Monday, December 1, 2014

Blogger 365 Day 325 - The blog repeats itself

     Some times I feel like I am repeating myself on here, but then again, sometimes circumstances create a scenario where repeating myself is called for.

     Long time readers know that I used to make an argument in my radio days regarding movements or protests and how good or bad they are.  My argument has always been and continues to be that a movement's credibility and ability to affect change is based not on the numbers of the movement, but the values of its constituent parts.  In making this argument I often referred to Cindy Sheehan, who vigil outside the Crawford Ranch of President Bush would have carried far more weight if it was simply a grieving parent seeking an audience with the President in hopes of learning just what, if anything, it was her son died for.  When her vigil instead became a circus, and anyone with a grievance decided to camp out as well and use the grief of the Sheehan family as a means to piggy back their own pet causes onto.   The movement may have gained numbers, but it lost credibility and thereby lost its effectiveness.
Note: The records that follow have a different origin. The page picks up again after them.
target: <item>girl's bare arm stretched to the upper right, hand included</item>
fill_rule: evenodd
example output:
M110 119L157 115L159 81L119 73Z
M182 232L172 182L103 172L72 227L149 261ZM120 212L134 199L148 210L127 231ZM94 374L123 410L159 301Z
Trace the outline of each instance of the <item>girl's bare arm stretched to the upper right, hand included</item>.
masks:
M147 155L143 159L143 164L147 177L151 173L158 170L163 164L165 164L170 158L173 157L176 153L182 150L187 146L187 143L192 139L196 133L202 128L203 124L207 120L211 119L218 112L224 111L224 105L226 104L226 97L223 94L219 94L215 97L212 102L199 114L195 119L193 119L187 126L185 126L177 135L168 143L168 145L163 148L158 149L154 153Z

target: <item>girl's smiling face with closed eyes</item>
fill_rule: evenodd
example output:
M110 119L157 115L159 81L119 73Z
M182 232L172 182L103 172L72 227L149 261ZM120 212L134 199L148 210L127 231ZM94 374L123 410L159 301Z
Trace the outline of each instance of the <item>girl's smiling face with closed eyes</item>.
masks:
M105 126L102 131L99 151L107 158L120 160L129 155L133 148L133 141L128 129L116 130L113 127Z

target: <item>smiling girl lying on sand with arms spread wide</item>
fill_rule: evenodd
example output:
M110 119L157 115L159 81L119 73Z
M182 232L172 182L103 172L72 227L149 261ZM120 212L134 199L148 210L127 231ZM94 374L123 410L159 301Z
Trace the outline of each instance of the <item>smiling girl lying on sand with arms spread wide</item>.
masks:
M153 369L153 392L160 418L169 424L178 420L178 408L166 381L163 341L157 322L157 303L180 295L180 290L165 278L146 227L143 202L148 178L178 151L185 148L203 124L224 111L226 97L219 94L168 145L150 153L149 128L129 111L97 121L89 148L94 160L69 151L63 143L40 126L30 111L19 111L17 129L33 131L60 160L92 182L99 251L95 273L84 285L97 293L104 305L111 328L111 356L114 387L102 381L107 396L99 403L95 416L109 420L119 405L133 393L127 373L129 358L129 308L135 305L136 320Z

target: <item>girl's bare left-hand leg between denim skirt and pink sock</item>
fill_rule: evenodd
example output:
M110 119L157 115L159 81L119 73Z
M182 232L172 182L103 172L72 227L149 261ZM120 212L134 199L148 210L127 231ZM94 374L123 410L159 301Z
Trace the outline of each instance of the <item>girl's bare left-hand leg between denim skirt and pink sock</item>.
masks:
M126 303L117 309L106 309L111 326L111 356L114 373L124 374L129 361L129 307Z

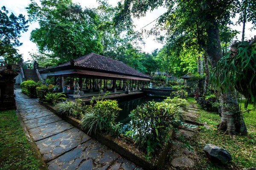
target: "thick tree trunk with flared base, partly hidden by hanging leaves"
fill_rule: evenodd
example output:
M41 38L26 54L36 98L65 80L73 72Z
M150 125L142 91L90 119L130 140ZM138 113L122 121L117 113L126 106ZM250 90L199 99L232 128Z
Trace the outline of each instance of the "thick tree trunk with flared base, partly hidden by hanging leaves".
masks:
M210 0L206 0L206 3L209 5L209 8L212 8ZM208 10L209 8L204 8L204 6L202 6L203 11L205 9ZM207 14L207 12L209 13ZM206 27L208 39L207 45L204 45L204 49L209 56L212 68L215 68L218 61L223 57L223 54L221 50L218 24L215 17L210 14L211 11L207 12L205 15L207 15L211 24ZM231 85L231 87L232 86L233 85ZM220 94L219 99L221 101L221 123L218 126L218 130L224 130L224 134L229 134L231 138L233 138L233 135L236 133L247 133L244 120L239 110L236 93L231 89L227 94Z

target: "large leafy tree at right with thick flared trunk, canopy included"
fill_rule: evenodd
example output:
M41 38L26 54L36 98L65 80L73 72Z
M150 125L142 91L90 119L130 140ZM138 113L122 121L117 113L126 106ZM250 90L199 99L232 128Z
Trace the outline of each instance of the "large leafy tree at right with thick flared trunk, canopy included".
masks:
M124 4L117 16L119 19L123 13L126 18L128 14L140 17L148 10L167 7L168 11L160 17L159 22L168 23L166 28L169 40L191 43L196 39L196 44L207 52L212 68L223 57L219 28L221 25L232 24L230 10L233 8L233 0L125 0ZM220 101L221 123L218 130L224 130L224 134L231 137L236 133L247 133L234 91L231 89L221 94Z

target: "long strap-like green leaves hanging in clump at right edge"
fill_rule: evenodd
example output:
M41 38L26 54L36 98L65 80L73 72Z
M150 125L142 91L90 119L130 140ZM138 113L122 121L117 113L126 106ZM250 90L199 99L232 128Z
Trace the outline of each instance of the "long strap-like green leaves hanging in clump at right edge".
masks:
M256 43L249 44L242 42L238 45L238 54L230 57L230 54L224 56L217 64L212 74L216 90L222 90L223 93L230 90L230 84L233 84L237 91L245 96L247 102L244 107L247 108L249 100L256 103ZM236 48L236 47L235 47ZM215 75L215 72L218 75Z

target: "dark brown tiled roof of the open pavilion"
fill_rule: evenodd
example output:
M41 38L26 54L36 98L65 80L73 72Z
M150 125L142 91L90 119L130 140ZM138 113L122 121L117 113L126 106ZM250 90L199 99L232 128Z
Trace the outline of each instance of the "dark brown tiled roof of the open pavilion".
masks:
M83 57L80 57L78 59L74 59L74 66L78 67L84 67L84 68L90 68L90 69L96 69L102 72L104 71L111 71L117 74L128 74L133 76L139 76L139 77L147 77L151 78L145 74L140 73L139 71L135 70L134 68L131 68L130 66L126 65L123 62L117 61L115 59L111 59L108 57L104 57L99 54L90 53ZM71 66L71 62L65 62L61 65L57 65L52 68L59 68L63 66ZM46 68L44 70L49 70L52 68ZM44 71L41 70L41 71Z

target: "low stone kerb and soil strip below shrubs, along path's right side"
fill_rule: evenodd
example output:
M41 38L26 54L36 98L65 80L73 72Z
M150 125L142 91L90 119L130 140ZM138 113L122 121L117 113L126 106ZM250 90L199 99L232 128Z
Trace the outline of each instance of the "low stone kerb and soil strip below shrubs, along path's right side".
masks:
M87 130L84 130L81 128L80 121L78 119L75 119L71 116L66 115L59 115L57 111L51 106L46 103L40 102L41 105L44 105L46 108L48 108L50 111L55 113L56 115L60 116L62 119L66 120L73 126L79 128L80 130L84 131L84 133L87 133ZM171 137L174 136L174 131L172 130ZM116 153L119 153L121 156L125 157L126 159L133 161L137 166L142 167L145 170L155 170L155 169L161 169L165 165L166 157L168 155L169 149L171 147L171 143L166 144L166 147L161 151L161 154L155 158L154 160L148 161L145 159L144 155L145 153L139 151L138 149L129 146L125 142L121 142L118 139L115 139L109 135L106 135L104 133L91 133L90 136L102 144L106 145Z

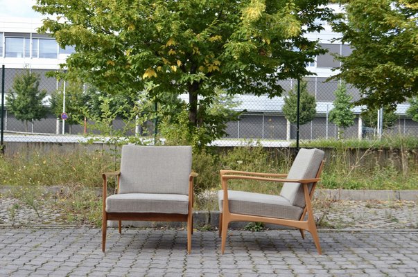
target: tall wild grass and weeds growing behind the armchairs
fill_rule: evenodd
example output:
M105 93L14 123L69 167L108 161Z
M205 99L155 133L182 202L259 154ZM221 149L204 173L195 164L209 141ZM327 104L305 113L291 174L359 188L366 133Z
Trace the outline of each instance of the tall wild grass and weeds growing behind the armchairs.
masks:
M392 139L396 141L396 139ZM399 141L399 139L397 140ZM345 142L327 150L326 166L319 188L331 189L417 189L418 139L403 139L399 149L349 148ZM329 142L331 143L331 142ZM328 144L330 145L330 144ZM304 145L305 146L305 145ZM315 145L319 146L319 145ZM328 147L322 145L322 147ZM14 197L33 208L51 204L64 211L62 220L75 224L101 225L101 172L113 171L114 157L108 152L24 152L0 157L0 184L24 188ZM288 172L293 160L286 148L266 150L247 146L220 150L209 148L193 154L195 210L216 210L220 169L253 172ZM119 161L116 162L119 164ZM44 195L41 186L61 186L61 193ZM229 189L279 194L281 185L233 180ZM8 211L10 217L16 208Z

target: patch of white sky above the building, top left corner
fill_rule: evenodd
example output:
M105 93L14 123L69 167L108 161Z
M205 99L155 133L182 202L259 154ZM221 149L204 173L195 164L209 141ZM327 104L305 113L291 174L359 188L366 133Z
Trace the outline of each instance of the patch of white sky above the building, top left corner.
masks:
M0 19L1 17L42 18L42 15L32 10L35 3L35 0L0 0Z

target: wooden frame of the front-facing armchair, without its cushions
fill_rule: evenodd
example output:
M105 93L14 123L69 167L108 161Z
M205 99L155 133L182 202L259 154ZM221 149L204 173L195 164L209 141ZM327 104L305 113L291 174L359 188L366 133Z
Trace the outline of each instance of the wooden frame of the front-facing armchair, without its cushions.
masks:
M106 247L106 231L107 220L117 220L119 233L122 233L122 220L137 220L137 221L163 221L163 222L187 222L187 253L191 253L191 235L193 234L193 178L198 176L197 173L191 172L189 175L189 207L187 215L179 213L107 213L106 198L107 198L107 179L109 177L116 177L117 189L119 193L119 179L121 177L120 171L105 172L103 177L103 222L102 222L102 251Z

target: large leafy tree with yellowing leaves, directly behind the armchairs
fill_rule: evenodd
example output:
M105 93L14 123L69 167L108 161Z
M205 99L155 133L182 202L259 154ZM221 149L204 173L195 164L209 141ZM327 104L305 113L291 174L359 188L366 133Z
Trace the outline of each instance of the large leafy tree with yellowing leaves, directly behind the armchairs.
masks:
M35 10L51 15L41 31L76 46L64 64L70 75L104 93L187 93L189 127L200 127L214 120L199 112L209 111L214 88L279 96L277 80L307 75L306 62L324 50L306 33L333 19L326 3L37 0Z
     Not that these causes are the sole propriety of the left, there are plenty of cases where those movements that might have had credibility sacrificed their argument because in an effort to garner numbers they mixed their message with people who did them more harm than good.  Look at the guns' rights activists who were first to rush to George Zimmerman and proclaim him a hero, only later to find he was threatening the women in his life with the very same firearms that he used to kill Treyvon Martin.  Or the people who were quick to rush to Cliven Bundy's side because he was standing up to the federal government, only to find that they were standing next to someone who would make for an ideal member of the KKK, right down to suggesting that blacks were better off on plantations as slave.  Whatever you feel about the federal government's reach into its citizens' lives, standing next to a racist never helps your cause.

     Which brings us to Michael Brown and the happenings in Ferguson, Missouri.  Let's get something straight, blacks are treated unfairly in many instances because of the color of their skin.  They get stopped more often by police, sentences hand down by the courts tend to be longer for blacks for similar crimes (look at the sentencing guidelines for those that use crack versus those that use cocaine as a prime example) are just a couple such instances.  That being said, the pinnacle of this most recent movement is the death of Michael Brown.  Let's not kid anyone, Michael Brown was not a model citizen, only minutes before his death he had committed a robbery.  Chances are his community is going to be better off without him than with him.  And when your movement is focused on treating a thug as a martyr, then your movement loses credibility.  When, in an effort to show how large your movement is, you embrace those who deem destruction of private property as a means to prove a point, including mindlessly destroying businesses in the very community you are trying to help, then again you lose credibility.

     Michael Brown lived a thug's life and ultimately he died a thug's death.  Those that suggest otherwise do the people who do actually suffer injustices a disservice.